Enhanced Software Defect Prediction: NSGA-II-based K-member Clustering and Ensemble Learning

Shima Javadimoghadam; Seyed Mojtaba Sabagh-Jafari; Amid Khatibi Bardsiri

doi:10.22541/au.171624092.26438288/v1

loading page

Enhanced Software Defect Prediction: NSGA-II-based K-member Clustering and Ensemble Learning

Shima Javadimoghadam,
Seyed Mojtaba Sabagh-Jafari,
Amid Khatibi Bardsiri

Abstract

Predicting software defects can improve software assurance reliability and reduce development costs. Traditional predictions usually lack precision. The early detection of fault-prone modules helps software project managers allocate developers' limited time for testing the defect-prone modules more intensively. Traditional methods for predicting software defects often lack precision, highlighting the need for enhanced techniques. The proposed solution introduces an ensemble learning algorithm based on clustering for software defect prediction, aiming to handle imbalanced datasets and manage redundant features. The method incorporates clustering and oversampling for data preparation, followed by cost-sensitive feature selection and ensemble learning for improved classification.
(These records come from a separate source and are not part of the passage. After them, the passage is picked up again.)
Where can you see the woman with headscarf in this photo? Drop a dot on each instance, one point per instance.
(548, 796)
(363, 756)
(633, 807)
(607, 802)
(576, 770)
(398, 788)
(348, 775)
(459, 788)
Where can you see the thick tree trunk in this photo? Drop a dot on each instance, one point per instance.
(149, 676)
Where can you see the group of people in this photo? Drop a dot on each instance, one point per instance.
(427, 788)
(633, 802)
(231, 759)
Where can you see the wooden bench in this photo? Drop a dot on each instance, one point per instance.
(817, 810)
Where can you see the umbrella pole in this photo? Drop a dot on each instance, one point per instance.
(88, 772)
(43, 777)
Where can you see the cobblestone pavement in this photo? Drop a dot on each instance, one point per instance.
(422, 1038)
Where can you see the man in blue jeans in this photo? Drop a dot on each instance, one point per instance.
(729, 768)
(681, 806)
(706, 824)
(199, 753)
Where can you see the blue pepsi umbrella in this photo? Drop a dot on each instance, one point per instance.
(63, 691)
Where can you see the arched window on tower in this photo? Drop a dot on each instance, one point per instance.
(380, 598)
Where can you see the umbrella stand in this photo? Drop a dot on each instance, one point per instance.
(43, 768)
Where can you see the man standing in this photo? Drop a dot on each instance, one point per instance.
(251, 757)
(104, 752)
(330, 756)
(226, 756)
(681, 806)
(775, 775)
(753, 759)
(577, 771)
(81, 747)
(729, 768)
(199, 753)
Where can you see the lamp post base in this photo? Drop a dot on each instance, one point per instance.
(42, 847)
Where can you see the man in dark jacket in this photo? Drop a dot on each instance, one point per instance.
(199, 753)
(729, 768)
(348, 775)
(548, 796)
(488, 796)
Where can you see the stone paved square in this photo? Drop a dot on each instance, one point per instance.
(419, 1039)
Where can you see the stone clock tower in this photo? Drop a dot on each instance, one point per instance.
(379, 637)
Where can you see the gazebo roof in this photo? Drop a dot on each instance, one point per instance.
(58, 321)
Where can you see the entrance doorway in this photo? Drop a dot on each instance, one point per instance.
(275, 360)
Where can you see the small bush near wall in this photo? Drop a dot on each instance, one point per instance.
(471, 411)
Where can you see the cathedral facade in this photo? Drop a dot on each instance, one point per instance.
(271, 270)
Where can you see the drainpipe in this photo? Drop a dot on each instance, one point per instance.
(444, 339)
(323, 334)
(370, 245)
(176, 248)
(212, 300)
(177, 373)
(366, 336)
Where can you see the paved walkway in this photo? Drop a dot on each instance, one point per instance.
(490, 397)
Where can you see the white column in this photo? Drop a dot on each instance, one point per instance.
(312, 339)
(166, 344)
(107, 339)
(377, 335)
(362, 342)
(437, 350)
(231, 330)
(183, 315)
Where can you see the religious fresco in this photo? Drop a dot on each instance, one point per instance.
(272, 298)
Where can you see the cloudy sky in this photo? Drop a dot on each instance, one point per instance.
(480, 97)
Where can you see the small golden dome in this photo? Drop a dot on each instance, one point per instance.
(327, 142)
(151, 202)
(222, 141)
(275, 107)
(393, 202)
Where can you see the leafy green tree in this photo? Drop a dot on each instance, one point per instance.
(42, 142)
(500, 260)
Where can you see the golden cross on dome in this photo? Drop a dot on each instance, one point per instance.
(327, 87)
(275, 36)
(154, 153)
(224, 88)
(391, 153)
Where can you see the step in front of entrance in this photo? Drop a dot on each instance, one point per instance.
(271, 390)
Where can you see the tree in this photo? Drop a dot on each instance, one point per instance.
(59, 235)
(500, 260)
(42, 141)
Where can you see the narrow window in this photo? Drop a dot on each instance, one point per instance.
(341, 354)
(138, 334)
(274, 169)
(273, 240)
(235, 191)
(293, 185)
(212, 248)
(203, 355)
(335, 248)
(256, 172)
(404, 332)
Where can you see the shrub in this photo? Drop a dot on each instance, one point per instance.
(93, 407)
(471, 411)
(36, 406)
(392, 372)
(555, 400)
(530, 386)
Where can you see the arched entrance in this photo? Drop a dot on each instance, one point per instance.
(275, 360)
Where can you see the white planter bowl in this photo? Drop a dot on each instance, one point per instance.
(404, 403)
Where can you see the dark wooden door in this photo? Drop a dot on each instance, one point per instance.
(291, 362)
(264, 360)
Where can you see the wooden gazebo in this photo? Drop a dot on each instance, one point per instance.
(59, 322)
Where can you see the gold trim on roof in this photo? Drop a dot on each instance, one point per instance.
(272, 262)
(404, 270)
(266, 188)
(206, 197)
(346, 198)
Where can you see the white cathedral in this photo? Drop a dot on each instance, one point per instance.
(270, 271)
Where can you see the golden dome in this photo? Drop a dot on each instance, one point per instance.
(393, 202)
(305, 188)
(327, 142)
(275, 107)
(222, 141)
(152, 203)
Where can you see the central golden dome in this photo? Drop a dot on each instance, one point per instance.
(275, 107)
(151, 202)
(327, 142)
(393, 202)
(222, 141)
By employing clustering to group similar data and addressing imbalanced datasets through K-member fuzzy clustering algorithms, the strategy enhances the accuracy of defect prediction. The optimization stage involves selecting the best classifier, features for each cluster, and their hyper-parameters using the NSGA-II algorithm. Experiments conducted on real-world datasets demonstrate better performance of the suggested approach in contrast to other established approaches in the software defect detection literature.